FOTO : Dr. Rosadi Jamani (Ist)
Oleh : Ketua Satupena Kalimantan Barat, Dr. Rosadi Jamani
TENSI politik semakin tinggi. Sudah tak lagi sindir-menyindir. Tak ada kiasan lagi. Serangan sudah kian terbuka. Semakin panas dan bisa membuat manas.
Bermula dari ucapan Prabowo, Capres 02 menyindir dengan sebuah ajakan, jangan memilih pemimpin yang Omdo (Omong Doang). Publik tahu siapa yang dimaksud Prabowo itu.
Tak ayal, pasca Omdo itu, muncul tanda pagar (#) “Asal Bukan Prabowo” atau #asalbukanprabowo di X. Tidak kurang 36 ribu kali warga X membicarakan Asal Bukan Prabowo itu.
Herald.id sempat menjadikannya berita utama Asal Bukan Prabowo itu. Tak ada lagi tedeng aling-aling, langsung menusuk ke nama. Inilah politik wak, kadang kejam. Kadang tak ada etika atau adat ketimuran. Serba telanjang.
Terus apa maknanya? Setelah Gibran dihantam sentimen negatif paling tinggi, dikatakan asam sulfat, nepo baby, samsul, apa yang terjadi? Di semua lembaga survei, tetap ranking tertinggi.
Aneh bukan. Mestinya turun dong. Sepertinya muncul hukum baru dalam politik di era digital, semakin negatif semakin tinggi elektabilitas. Boleh ndak kita sepakati hukum ala-ala fisika ini hehehe.
Nah, sekaran giliran Prabowo yang dibuat tinggi sentimen negatifnya. Asal Bukan Prabowo, sebuah ajakan massif agar jangan mencoblos 02. Apakah ajakan provokatif ini efektif atau justru sebaliknya memuluskan menang satu putaran?
Di mata musuh atau lawan politik, apa sih yang positif dari Menteri Pertahanan Keamanan itu? Semua negatif. Ketika Prabowo bicara pertanian, selalu dikaitkan dengan Food Estate di Kalteng.

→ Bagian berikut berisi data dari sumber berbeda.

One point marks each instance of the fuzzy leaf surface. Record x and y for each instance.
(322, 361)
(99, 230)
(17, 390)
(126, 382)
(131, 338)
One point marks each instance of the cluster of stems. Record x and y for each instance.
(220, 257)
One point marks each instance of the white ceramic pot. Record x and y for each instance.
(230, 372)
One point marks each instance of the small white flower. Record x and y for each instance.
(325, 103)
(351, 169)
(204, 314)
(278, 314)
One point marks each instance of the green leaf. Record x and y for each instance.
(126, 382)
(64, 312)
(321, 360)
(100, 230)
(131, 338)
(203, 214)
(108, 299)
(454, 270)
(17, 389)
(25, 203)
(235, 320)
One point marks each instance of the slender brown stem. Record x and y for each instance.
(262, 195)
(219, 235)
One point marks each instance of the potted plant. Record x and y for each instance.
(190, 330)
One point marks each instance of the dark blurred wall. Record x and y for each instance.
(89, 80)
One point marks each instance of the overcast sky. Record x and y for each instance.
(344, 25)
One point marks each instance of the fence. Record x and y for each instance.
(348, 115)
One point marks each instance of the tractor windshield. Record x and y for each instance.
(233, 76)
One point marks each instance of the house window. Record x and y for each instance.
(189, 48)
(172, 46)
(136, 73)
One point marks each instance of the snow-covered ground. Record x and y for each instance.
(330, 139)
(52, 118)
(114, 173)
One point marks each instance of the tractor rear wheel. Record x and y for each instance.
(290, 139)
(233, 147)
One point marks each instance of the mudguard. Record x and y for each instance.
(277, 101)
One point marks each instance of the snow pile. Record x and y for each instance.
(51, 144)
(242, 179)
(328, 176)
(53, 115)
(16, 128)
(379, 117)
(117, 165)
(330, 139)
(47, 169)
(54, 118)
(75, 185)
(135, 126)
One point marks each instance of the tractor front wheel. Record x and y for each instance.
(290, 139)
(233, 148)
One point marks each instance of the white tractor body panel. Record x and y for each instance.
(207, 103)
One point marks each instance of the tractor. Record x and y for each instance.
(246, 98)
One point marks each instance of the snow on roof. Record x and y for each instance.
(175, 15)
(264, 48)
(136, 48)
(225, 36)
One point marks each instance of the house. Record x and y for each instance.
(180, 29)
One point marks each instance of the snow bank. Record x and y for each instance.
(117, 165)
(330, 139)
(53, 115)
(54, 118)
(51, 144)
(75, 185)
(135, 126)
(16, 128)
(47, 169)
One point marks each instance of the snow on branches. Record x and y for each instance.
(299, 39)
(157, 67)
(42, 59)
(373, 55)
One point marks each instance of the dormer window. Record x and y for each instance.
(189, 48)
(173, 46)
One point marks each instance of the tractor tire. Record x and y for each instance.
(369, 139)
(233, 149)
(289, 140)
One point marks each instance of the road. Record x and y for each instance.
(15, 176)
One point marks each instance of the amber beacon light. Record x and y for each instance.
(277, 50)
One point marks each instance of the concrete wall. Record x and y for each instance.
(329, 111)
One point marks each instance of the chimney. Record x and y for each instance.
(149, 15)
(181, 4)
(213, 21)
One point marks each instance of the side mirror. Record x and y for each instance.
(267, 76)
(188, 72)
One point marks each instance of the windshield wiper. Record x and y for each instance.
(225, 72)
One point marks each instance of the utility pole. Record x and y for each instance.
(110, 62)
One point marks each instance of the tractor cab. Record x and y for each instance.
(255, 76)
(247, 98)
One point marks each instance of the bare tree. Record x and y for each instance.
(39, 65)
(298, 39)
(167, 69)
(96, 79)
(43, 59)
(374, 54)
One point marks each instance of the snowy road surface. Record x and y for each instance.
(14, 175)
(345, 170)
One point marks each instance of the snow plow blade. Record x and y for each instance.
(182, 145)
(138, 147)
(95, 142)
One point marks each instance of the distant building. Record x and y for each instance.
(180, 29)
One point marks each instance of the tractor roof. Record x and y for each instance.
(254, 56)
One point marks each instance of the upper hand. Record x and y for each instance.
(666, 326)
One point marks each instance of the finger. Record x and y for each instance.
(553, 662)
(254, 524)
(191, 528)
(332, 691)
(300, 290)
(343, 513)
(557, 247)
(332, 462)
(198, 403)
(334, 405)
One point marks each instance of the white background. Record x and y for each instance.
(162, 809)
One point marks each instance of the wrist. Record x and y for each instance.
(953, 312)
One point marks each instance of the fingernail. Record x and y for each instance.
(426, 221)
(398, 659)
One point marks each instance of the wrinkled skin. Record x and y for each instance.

Bicara soal kebebasan berpendapat, selalu dikaitkan isu penculikan. Berbicara soal geopolitik, dikaitkan aksi tentara China di Laut China Selatan. Bicara soal pertahanan negara, dikaitkan pembelian pesawat tempur bekas.
Selalu ada dosa diungkit lawan politik mantan Komandan Jenderal Kopasus ini. Seperti tidak ada sisi positif dari Prabowo di mata lawan politik.
Anehnya, Prabowo justru semakin eksis di lembaga survei. Kembali hukum buatan saya sendiri di atas, semakin negatif kok semakin tinggi tingkat keterpilihannya. Satu putaran ni bos.
Lantas bagaimana Capres atau Cawapres ditampilkan bak “malaikat” tanpa dosa. Justru makin hari makin melempem surveinya. Semakin positif semakin rendah elektanya. Aneh kan wak. Apakah surveinya yang salah, atau memang demikian realitasnya.
Satu hal lagi yang menjadi hukum tak tertulis, kualitas kalah sama gimmick. Kehebatan visi dan misi yang menyundul langit, kalah sama yang joget-joget.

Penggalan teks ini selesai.